川崎の新店『富治』が初月売上1,500万円を達成! チェーンに勝てる和食居酒屋のつくり方
入念なPR活動で連日100人以上が来店! 売上の立役者は「指南書」
オープン後すぐに大ヒットした要因は、多岐にわたる。PR会社、インフルエンサー・マーケティングなどを活用したメディア、SNS戦略により、3月は食べログのネット予約ランキング・焼鳥部門(川崎エリア)で1位を獲得。また、『魚炉魚炉』のスタッフが「向かいに新店ができたので、この後どうですか」と相互利用を来店者に勧めた結果、二軒目需要も高まった。平日1回転、週末1.3~1.5回転と連日100人以上を呼び込める受け皿の大きさも、月商1,500万円を生んだ要素である。

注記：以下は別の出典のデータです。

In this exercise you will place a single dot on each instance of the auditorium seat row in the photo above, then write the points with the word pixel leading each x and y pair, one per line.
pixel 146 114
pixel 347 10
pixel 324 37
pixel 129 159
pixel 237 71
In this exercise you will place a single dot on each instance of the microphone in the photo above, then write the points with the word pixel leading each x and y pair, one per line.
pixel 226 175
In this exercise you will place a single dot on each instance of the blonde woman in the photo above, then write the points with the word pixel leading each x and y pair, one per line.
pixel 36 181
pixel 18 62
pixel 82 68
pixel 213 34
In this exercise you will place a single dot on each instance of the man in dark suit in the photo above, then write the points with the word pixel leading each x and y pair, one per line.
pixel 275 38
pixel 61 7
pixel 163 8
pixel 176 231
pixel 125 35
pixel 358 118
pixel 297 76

店内での施策で、とりわけ収益に貢献しているのは、菊池氏が「指南書」と呼ぶ、『富治の楽しみ方』と題したペラ一枚。各客席に配すA3サイズの紙には、「その1」お通し蕎麦前5点盛りから始まり、「その2」焼鳥、「その3」蕎麦出汁おでん……と酒肴のオールスターが続き、最後に〆の「その7」囲み蕎麦を記載。蕎麦屋飲み初心者や一見さんもこれにより、どのメニューをどの順番に頼めばいいのか一目瞭然だ。リピーターがまだ少ない3月は、掲載メニューがこぞって出たという。

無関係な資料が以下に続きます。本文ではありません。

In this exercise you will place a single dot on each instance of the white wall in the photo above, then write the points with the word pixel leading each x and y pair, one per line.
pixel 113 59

「ここに挙げているメニューは、粗利が高く、お客さまの満足度が高い商品と定義づけています。どれもおいしい自信がありつつ、粗利が高いものばかり。お客さまに喜んでもらえて、我々も原価コントロールができるのは、この指南書のおかげです」
良い例が、「その6」蕎麦屋のつまみの「コロッケ煮」。コロッケ単品なら単価を上げづらいが、低原価の卵でとじるひと手間を加えることで、658円の価格設定ができる。同じ「その6」の人気商品「鶏そぼろと半熟卵のポテサラ」も同じ原理で工夫し、768円で提供。見た目のインパクトがある一方、使うのは「鶏肉と卵」なので原価は抑えられている。なお、フードの中心価格帯は税抜き500~600円代、ドリンクを含めたトータル原価率は30%弱である。
オペレーションの効率化も「指南書」戦略にあり
指南書のメリットは、ほかにも。蕎麦居酒屋“あるある”で、蕎麦を〆で食べる前提で酒肴の注文をセーブしたり、逆につまみを食べ過ぎて蕎麦にたどり着けず、不完全燃焼に終わる一定数の客がいるとか。それが積もり重なれば、店の売上にも影響するが、『富治』ではその心配はほぼない。多くの客が、指南書に示された道筋に沿って進むため、つまみから蕎麦までしっかり食べて帰るからだ。その間には税抜き400~500円代が中心価格帯のドリンク数杯も挟む。「想定客単価は4,500~5,000円、実際約4,700円にできているので特に問題ありません」と菊池氏は、あるある論を一蹴した。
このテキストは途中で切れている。